Discussion introduced by Town Manager Joe Waltz indicated concerns by some downtown business people that ongoing political demonstrations are jeopardizing their, and possibly other, business interests in Historic Downtown Front Royal.
The discussion of “Political Demonstrations” as part of a “Gazebo Discussion” was part of a wide-ranging exploration of issues surrounding events, parking and other variables impacting Front Royal’s central downtown business district. Three downtown businesswomen – Ann Arenas (Gourmet Delights: Gifts & Framing, 202 E. Main St.), Kelly Walker (the Studio, 105 E. Main St.) and Jean Plaugher (Jean’s Jewelers, 407 E. Main St.) were interested observers at the council work session, where the idea that the demonstrations are scaring potential downtown business customers away was presented by town staff.
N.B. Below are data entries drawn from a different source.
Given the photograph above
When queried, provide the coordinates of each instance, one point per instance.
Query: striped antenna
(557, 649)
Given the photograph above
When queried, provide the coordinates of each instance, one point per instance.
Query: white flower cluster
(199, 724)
No detail of any financial impact on downtown businesses was presented at the September 4, 2018 work session.
The demonstrations in question have occurred for one hour a week, on Wednesdays, beginning at either noon or 5 p.m. for 18 months now. They were launched on March 8, 2017, by Len Sherp’s Vigil for Democracy expression of concern over Trump and his administration’s agenda. Those concerns have generally been expressed by topical signage reflecting recent events, Trump statements, policy decisions or lingering legal questions.
Several weeks later, Main Street Pawn proprietor and Trump supporter Ralph Waller and nephew Michael appeared on the town bench in front of their Main Street Pawn Shop with a Trump-Pence campaign sign in silent opposition to the vigil.
Gradually over the next 17 months, the Wallers were joined by various other Trump supporters, eventually leading to occasionally more confrontational and eventually amplified verbal hostilities being expressed across Chester Street. However, dialogue seeking common ground, particularly between the Wallers and vigil participants, has also been a periodic bright aspect of the dueling demonstrations.
Addressing the request the demonstrations be stopped or moved, Town Attorney Doug Napier traced the First Amendment issue at stake, and urged caution in any effort to suppress the right of free political speech in permitted public spaces. In fact, any perception that such an effort was being undertaken to suppress a certain political opinion would run the town government into outright legal jeopardy on U.S. Constitutional grounds, Napier pointed out.
“It would have to serve a compelling government interest to enforce a time, place and manner of expression,” Napier told the council and the mayor, noting that it was not allowed to permit one side of any position to be expressed and not the other.
At several points in the conversation, the term “slippery slope” was voiced by the town attorney – and several councilmen.
“I don’t have much appetite for this,” John Connolly told his colleagues of any municipal attempt to shut down or even move the dueling political demonstrations to another location.
“I agree,” Gary Gillespie said. Gillespie pointed to town permitted faith-based activities, often amplified, utilizing the Gazebo area on a regular basis – “What if someone gets offended by that and complains,” he wondered.
“It’s an extremely slippery slope,” the town attorney replied.
It was noted the Town itself sponsors Gazebo activities involving movies, live music, and food vendors. A concern that downtown businesses might cite similar interference in their operations or undue competition from those activities was voiced.
“It’s a very slippery slope,” council and the mayor were reminded.
However, Vice-Mayor Eugene Tewalt said he was willing to talk with organizers of the various demonstrations in an effort to get them to voluntarily move or change their demonstration patterns. Tewalt, who admitted to having no knowledge of the dynamics of the demonstrations, offered, “You can’t accomplish anything if you don’t try.”